Le Salon international du meuble a fermé ses portes dimanche soir. Entre grandes marques de mobilier, fabricants d’automobiles et projets d’écoles, la notion d’objet diffère.

Le Salon international du meuble de Milan a officiellement fermé ses portes dimanche soir. Depuis hier, à deux pas du gigantesque centre d’exposition de Rho, c’est l’Expo Milano 2015 qui a pris le relais avec ses pavillons internationaux et son Barnum universel organisé autour de la nourriture. L’aliment, c’était aussi un thème récurrent durant la Design Week milanaise. Pas forcément du côté des grandes marques de mobilier, qui restent davantage attachées à la forme plutôt qu’au fond. Il faut dire que les éditeurs marquent le pas depuis plusieurs années. Le secteur du meuble doit encaisser les uppercuts de la crise. Du coup, les maisons limitent leurs nouveautés dans les catalogues ou accélèrent leur stratégie de réédition.C’est le cas de Cassina, qui n’en finit plus de décliner l’Esprit nouveau de Le Corbusier, dont il est l’éditeur officiel du mobilier.

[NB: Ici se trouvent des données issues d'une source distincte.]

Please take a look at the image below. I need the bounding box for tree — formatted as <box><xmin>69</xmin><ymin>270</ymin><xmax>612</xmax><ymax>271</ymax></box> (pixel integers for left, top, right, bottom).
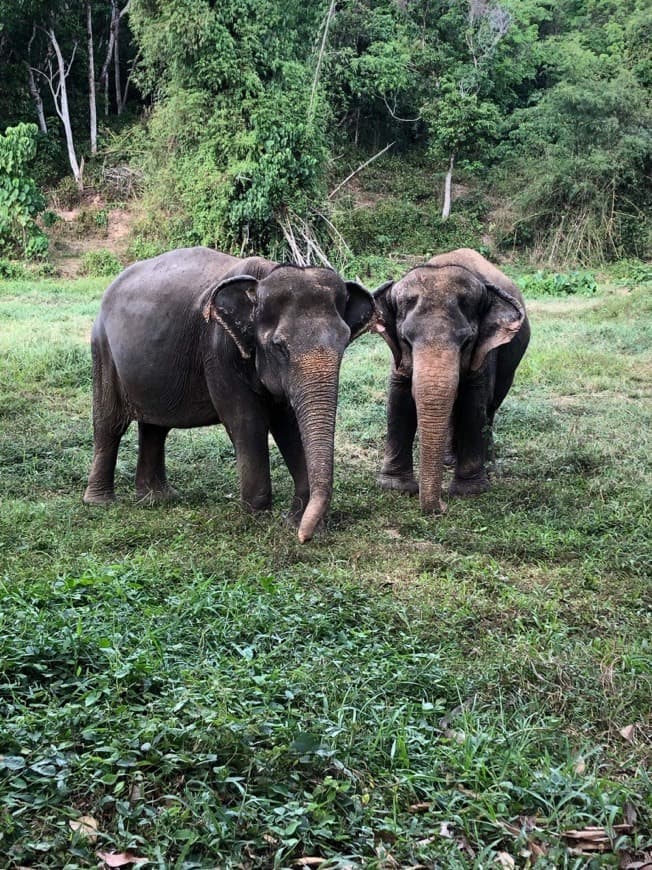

Cette année, la marque italienne a demandé à la star espagnole Jaime Hayon d’entrer en communication spirituelle avec l’architecte suisse. Il en a tiré une série d’objets noirs très beaux mais assez intrigants, à la marge entre la sculpture moderne et l’ustensile tribal. D’autres maisons se diversifient. Moooi, boîte néerlandaise fondée en 2001 par les designers Marcel Wanders et Casper Vissers, inaugurait sa première collection de tapis imprimés selon une technique numérique haute définition. Les modèles vont du trash excitant au monochrome apaisant. Ils sont dessinés par le top du design contemporain venu du nord (Studio Job, Front, Jurgen Bey) mais aussi par les Chinois Neri & Hu, voire par le client lui-même, les carpettes pouvant être dessinées en do-it-yourself. Au rayon des choses extraordinaires, c’est Nendo qu’il fallait visiter. Le collectif japonais que tout le monde s’arrache présentait d’un coup une année de production design. 100 objets pour 19 marques, tous de la meilleure eau.

Milan l’inégalable

Des éditeurs ont néanmoins brillé par leur absence. Le danois Hay, nouvelle valeur montante du design scandinave, pourtant massivement présent l’année dernière, a visiblement passé son tour. La multiplication des foires explique ainsi que certains opèrent des choix. Car, même si Milan reste l’axe central du design mondial, Stockholm, Londres et Paris forment une vraie concurrence. Des voix s’étaient d’ailleurs récemment élevées pour contester cette suprématie milanaise et annoncer l’agonie du design italien. Pour le designer anglais Jasper Morrison, qui vient là depuis 1979, il ne fait aucun doute que c’est toujours ici que les choses se passent. La preuve? La foultitude de secteurs pour qui le salon sert aussi de vitrine. Comme les horlogers, les entreprises d’électronique domestique et les fabricants d’automobiles qui débarquent toujours plus nombreux dans la capitale lombarde. Audi et Peugeot s’y rendent depuis longtemps, suivis par Mini, Lexus ou encore Jaguar. En 2015, Formitalia s’est associé avec Aston Martin pour développer une gamme de meubles luxueux complètement raccord avec le constructeur de bolides britannique.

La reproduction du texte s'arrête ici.